“Now, Major!”
“Pleasant ghosts—in lace ruffles and velvet coats, smoking long pipes around a punch bowl; beautiful ghosts in patches and powder,” he made an expressive gesture; “they have mingled with the rest of you—shadow-shapes of youth and loveliness.”
“Well, if anybody can tell about it, Mother can,” said Randy, “but I don’t believe there were ever any prettier girls than are here to-night.”
“Becky looks like an angel,” Mrs. Paine stated, “but she’s pale, Randy.”
“She is tired, Mother. I think she ought to go home. I shall try to make her when I come back. She dropped her fan and I am going to get it.”
He had not told Becky where he was going. He had slipped away—his mind intent on regaining her property. But when he reached the bushes and flashed his pocket-light on the ground beneath, there was no fan. It must have fallen here. He was sure he had made no mistake.
He decided finally that someone else had found it. It seemed unlikely, however, for the spot was remote, and the thickness of the bushes offered a barrier to anyone strolling casually through the grounds.
He went slowly back to the house. Ever since that night when Becky had said she would marry him he had lived in a dream. They were pledged to each other, yet she did not love him. How could he take her? And again, how could he give her up? She had offered herself freely, and he wanted her in his future. And there was a fighting chance. He had youth and courage and a love for her he challenged any man to match. Why not? Was it beyond the bounds of reason that some day he could make Becky love him?
They had agreed that no one was to be told. “Not until I come back from Nantucket,” Becky had stipulated.
“By that time you won’t want me, my dear.”
“Well, I shan’t if you talk like that,” Becky had said with some spirit.
“Like what?”
“As if I were a queen and you were a slave. When you were a little boy you bossed me, Randy.”
There had been a gleam in his eye. “I may again.”

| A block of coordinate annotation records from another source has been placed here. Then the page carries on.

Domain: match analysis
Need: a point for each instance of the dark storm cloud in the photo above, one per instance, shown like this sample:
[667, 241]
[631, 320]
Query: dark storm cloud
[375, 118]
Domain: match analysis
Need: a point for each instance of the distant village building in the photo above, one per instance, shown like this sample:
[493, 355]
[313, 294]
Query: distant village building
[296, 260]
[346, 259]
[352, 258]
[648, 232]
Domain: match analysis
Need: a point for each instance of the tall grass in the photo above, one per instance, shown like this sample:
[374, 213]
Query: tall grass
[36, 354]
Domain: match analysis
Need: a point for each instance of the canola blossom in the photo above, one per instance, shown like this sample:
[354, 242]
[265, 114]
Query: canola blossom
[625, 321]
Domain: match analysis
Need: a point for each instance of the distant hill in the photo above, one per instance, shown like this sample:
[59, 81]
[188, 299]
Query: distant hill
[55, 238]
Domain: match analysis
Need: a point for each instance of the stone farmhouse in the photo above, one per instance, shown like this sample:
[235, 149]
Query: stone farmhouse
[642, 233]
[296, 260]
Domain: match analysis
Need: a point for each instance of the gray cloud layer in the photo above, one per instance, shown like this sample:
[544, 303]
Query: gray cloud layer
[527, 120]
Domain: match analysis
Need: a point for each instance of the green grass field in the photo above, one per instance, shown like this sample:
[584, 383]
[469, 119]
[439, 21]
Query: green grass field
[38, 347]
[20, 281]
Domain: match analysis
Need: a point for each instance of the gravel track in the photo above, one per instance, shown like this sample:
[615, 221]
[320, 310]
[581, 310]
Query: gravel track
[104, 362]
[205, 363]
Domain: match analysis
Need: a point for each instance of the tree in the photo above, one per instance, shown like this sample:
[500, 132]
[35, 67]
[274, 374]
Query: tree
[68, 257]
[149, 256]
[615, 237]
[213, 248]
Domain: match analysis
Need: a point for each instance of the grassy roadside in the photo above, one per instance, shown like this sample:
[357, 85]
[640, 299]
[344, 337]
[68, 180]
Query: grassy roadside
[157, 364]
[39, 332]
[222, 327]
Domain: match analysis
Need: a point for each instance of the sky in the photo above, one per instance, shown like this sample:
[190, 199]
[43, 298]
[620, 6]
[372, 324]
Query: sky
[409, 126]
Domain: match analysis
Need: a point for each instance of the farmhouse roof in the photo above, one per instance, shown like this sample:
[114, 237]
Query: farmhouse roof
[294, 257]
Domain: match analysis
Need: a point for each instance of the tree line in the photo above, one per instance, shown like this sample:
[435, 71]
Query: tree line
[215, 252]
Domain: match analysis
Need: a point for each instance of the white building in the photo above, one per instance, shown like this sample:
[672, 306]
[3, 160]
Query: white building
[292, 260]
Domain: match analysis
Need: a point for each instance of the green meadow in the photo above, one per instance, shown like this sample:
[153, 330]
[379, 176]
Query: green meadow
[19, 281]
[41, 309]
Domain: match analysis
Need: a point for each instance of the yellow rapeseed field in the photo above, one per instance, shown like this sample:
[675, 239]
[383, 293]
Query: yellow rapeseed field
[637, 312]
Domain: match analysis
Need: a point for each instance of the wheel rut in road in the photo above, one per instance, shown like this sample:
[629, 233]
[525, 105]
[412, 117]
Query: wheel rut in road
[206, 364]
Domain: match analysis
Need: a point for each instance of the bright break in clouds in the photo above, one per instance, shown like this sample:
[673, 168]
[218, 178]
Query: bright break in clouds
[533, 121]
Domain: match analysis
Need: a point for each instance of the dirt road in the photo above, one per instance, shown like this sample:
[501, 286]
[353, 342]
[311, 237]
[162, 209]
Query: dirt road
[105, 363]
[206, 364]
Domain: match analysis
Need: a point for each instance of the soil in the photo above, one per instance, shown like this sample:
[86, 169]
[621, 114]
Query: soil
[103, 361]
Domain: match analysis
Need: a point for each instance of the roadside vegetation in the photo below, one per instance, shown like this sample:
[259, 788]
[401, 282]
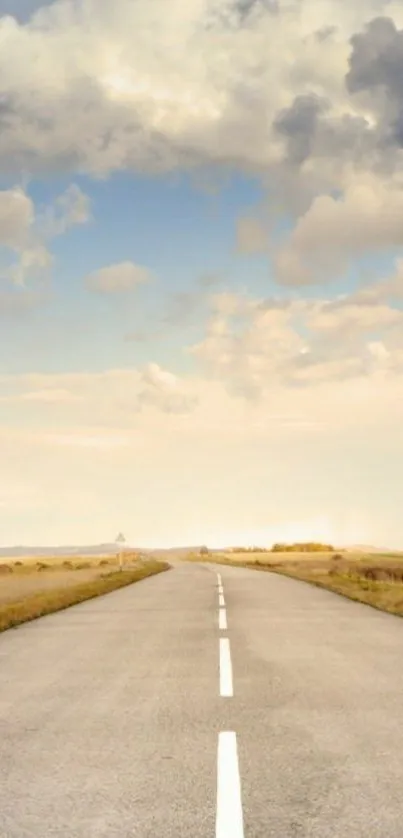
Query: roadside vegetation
[374, 579]
[29, 604]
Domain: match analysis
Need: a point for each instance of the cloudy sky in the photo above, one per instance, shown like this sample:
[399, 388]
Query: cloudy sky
[201, 271]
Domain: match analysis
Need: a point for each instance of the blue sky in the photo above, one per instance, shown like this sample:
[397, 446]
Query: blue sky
[201, 279]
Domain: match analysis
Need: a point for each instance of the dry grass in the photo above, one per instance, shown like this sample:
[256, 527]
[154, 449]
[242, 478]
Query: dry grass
[375, 579]
[37, 604]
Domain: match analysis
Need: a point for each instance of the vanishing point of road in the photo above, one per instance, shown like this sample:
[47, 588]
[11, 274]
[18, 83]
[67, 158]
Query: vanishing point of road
[205, 702]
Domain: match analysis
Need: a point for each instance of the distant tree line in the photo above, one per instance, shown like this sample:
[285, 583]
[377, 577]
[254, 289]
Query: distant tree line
[308, 547]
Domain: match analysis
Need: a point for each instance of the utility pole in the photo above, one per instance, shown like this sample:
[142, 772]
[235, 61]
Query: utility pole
[120, 539]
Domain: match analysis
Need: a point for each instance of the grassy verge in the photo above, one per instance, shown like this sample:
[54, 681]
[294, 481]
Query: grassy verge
[377, 581]
[47, 602]
[383, 595]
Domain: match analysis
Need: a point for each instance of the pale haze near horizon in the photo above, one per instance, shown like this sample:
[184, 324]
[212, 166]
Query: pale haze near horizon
[201, 285]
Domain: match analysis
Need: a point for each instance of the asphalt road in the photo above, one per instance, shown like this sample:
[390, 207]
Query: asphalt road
[145, 713]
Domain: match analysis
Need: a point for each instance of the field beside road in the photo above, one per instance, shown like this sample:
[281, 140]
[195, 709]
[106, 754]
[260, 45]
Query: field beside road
[33, 588]
[375, 579]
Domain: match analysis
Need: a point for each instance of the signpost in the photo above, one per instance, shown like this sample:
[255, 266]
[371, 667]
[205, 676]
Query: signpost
[120, 539]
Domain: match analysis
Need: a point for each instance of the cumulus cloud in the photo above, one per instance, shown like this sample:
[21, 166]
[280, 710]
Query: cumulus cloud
[367, 218]
[251, 236]
[165, 391]
[71, 208]
[16, 218]
[116, 279]
[25, 234]
[158, 86]
[253, 346]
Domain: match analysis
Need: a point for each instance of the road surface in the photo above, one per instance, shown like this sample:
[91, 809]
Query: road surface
[206, 702]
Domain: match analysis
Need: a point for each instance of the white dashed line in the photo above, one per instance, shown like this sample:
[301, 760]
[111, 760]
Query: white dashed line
[222, 619]
[229, 817]
[226, 685]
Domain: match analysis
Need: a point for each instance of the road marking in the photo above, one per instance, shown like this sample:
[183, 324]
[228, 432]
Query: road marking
[226, 685]
[229, 817]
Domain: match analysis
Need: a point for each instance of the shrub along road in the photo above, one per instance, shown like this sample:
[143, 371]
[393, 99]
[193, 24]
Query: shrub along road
[118, 716]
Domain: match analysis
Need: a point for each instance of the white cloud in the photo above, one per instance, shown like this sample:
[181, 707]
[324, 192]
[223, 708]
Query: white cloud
[118, 278]
[16, 218]
[158, 85]
[72, 208]
[251, 236]
[25, 231]
[334, 232]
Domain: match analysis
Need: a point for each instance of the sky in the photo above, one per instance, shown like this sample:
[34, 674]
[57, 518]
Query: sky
[201, 272]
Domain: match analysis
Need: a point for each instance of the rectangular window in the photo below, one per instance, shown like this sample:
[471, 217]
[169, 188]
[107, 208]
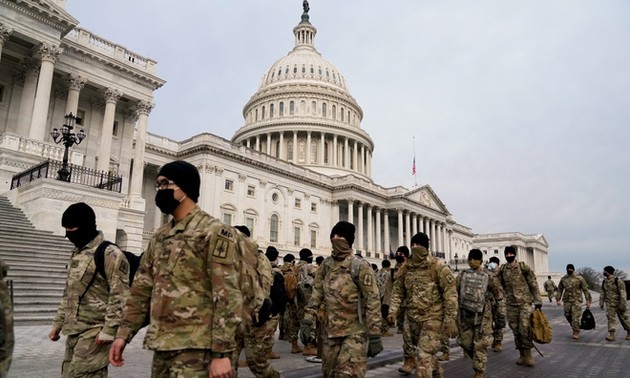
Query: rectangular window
[229, 185]
[296, 236]
[227, 218]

He wondered if, after all, that would be the way to win her. Yet he shrank from playing a game. When she came to him, if she ever came, it must be because she found something in him that was love-worthy. At least he could make himself worthy of love, whether she ever came to him or not.
He stopped by the fountain; just beyond it the long windows of the Hunt Room opened out upon the lawn. The light lay in golden squares upon the grass. Randy, still in the shadow, stood for a moment looking in. There were long tables and little ones, kaleidoscopic color, movement and light, and Becky back in her corner in the midst of a gay group.
He was aware, suddenly, that he was not the only one who watched. Half hidden by the shadows of one of the great pillars of the lower porch was a man in light flannels and a gray cap.